Berna, 14.09.2017 - «Negli anni a venire i problemi legati all’approvvigionamento idrico potrebbero generare gravi tensioni. L’acqua possiede già oggi le potenzialità per diventare uno strumento chiave di cooperazione e un motore per sostenere la pace», ha dichiarato il consigliere federale Didier Burkhalter alla presenza dei membri del gruppo mondiale sull’acqua e sulla pace. I 15 Paesi del gruppo, creato a novembre del 2015 e presieduto dall’ex presidente sloveno Danilo Türk, hanno presentato giovedì a Ginevra il risultato dei loro lavori, scaturito in una serie di raccomandazioni per prevenire e risolvere i conflitti legati all’acqua.
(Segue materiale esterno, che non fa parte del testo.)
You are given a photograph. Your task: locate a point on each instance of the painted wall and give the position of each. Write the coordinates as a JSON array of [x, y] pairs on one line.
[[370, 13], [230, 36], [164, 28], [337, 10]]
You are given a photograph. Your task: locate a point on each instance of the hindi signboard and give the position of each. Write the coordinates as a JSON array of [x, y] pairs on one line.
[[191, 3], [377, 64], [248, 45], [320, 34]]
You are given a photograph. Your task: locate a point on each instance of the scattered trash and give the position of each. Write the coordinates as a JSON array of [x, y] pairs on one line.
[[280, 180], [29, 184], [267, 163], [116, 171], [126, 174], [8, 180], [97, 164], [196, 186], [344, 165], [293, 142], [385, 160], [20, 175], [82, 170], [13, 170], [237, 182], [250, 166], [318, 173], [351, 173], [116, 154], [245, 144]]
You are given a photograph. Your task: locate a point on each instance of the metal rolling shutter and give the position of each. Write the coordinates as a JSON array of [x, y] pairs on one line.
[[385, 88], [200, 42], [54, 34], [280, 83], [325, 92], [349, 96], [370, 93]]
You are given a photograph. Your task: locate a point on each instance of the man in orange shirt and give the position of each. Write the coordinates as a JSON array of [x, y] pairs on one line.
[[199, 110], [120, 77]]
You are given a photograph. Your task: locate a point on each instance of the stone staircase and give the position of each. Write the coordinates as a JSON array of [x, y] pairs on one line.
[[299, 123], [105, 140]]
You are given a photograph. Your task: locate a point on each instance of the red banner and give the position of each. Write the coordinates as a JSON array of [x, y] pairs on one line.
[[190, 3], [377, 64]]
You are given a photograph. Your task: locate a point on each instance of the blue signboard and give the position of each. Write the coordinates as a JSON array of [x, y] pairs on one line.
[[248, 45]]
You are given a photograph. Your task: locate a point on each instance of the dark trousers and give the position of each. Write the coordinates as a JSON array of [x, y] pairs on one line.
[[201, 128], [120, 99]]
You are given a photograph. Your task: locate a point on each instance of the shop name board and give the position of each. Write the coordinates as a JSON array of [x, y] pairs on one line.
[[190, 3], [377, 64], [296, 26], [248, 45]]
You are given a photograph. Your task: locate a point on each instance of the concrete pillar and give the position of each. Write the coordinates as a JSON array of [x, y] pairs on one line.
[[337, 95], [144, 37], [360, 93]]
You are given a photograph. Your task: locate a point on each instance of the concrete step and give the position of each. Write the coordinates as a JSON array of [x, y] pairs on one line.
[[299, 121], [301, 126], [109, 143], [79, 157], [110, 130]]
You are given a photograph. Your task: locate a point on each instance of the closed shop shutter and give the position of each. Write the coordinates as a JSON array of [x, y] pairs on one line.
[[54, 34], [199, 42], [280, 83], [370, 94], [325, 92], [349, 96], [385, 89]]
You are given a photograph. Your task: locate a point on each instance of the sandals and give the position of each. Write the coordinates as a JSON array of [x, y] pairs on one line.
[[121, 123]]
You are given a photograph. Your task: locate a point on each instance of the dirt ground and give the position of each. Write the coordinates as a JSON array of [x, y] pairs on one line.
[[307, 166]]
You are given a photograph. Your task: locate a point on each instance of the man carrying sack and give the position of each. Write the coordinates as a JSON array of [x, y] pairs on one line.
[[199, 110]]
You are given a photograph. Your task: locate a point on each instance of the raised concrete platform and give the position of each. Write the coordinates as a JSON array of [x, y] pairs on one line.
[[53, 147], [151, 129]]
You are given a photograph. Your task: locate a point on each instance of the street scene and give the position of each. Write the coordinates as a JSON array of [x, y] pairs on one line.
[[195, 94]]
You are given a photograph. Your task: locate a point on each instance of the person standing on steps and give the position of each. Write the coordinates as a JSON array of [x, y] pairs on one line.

La Svizzera, partendo dalla constatazione che i Paesi che gestiscono insieme le risorse idriche condivise non si combattono tra di loro, è molto impegnata in questa «Blue Diplomacy» (diplomazia dell’acqua) e incoraggia le discussioni tra i Paesi lungo il bacino del Nilo, in Asia centrale e anche in Medio Oriente. La rarefazione delle risorse idriche ha inasprito i conflitti in Siria o in Yemen, ad esempio. Inoltre, secondo uno studio pubblicato dal gruppo di riflessione dell’Istituto internazionale di ricerca sulle politiche alimentari (IFPRI), nel 2050 oltre la metà della popolazione mondiale (il 52 %) vivrà in regioni in cui regnerà estrema penuria di acqua.

Con il sostegno del Geneva Water Hub, il gruppo mondiale sull’acqua e sulla pace ha lavorato per due anni a un rapporto le cui raccomandazioni sono state presentate giovedì a Ginevra. Si tratta di sette punti principali, a tre dei quali la Svizzera parteciperà attivamente ampliando la propria «idrodiplomazia», ovvero la capacità di offrire facilitazioni o mediazioni per smorzare le tensioni legate alla gestione delle risorse idriche. Per amministrare l’acqua in modo oculato occorre conoscere a fondo il tema. La Svizzera sosterrà quindi lo scambio di dati concernenti l’acqua e lo sviluppo di standard comuni che faciliteranno la discussione. Infine, come annunciato dal capo del Dipartimento federale degli affari esteri (DFAE), la Svizzera s’impegnerà affinché si trovino fondi destinati a finanziare gli studi per promuovere infrastrutture idrauliche transfrontaliere sostenibili sotto il profilo economico e ambientale.

La Svizzera si è fatta portavoce del rapporto e delle raccomandazioni. «Vogliamo dare l’impulso a un’ampia presa di coscienza a livello internazionale in merito a queste realtà ed elaborare una road map che ci permetterà di attuare le riflessioni fatte finora», ha concluso Didier Burkhalter. La prossima tappa sarà l’Assemblea generale dell’ONU a New York, lunedì prossimo, dove la Svizzera presenterà le raccomandazioni.